Want zij verheft zich; gelijk een felle leeuw jaagt Gij mij; Gij keert weder en stelt U wonderlijk tegen mij.

Numberi 23:24

Zie, het volk zal opstaan als een oude leeuw, en het zal zich verheffen als een leeuw; het zal zich niet neerleggen, totdat het den roof gegeten, en het bloed der verslagenen gedronken zal hebben!

Numberi 24:9

Hij heeft zich gekromd, hij heeft zich nedergelegd, gelijk een leeuw, en als een oude leeuw; wie zal hem doen opstaan? Zo wie u zegent, die zij gezegend, en vervloekt zij, wie u vervloekt!

Ezechiël 19:2

En zeg: Wat was uw moeder?

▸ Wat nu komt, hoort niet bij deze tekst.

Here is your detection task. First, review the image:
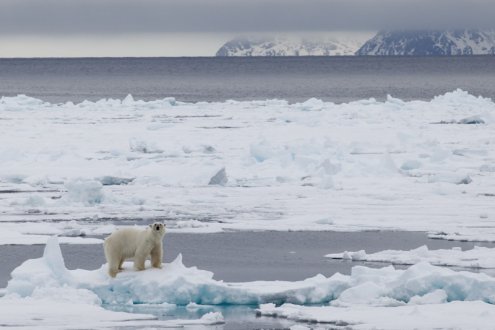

Een leeuwin, onder de leeuwen nederliggende; zij bracht haar welpen op in het midden der jonge leeuwen.

Deuteronomium 33:20

En van Gad zeide hij: Gezegend zij, die aan Gad ruimte maakt! hij woont als een oude leeuw, en verscheurt den arm, ja ook den schedel.

Deuteronomium 33:22

En van Dan zeide hij: Dan is een jonge leeuw; hij zal als uit Bazan voortspringen.

Genesis 49:9

Juda is een leeuwenwelp! gij zijt van de roof opgeklommen, mijn zoon! Hij kromt zich, hij legt zich neder als een leeuw, en als een oude leeuw; wie zal hem doen opstaan?

Ezechiël 32:2

Mensenkind! hef een klaaglied op over Farao, den koning van Egypte, en zeg tot hem: Gij waart een jongen leeuw onder de heidenen gelijk; en gij waart als een zeedraak in de zeeen, en braakt voort in uw rivieren, en beroerdet het water met uw voeten, en vermodderdet hunlieder rivieren.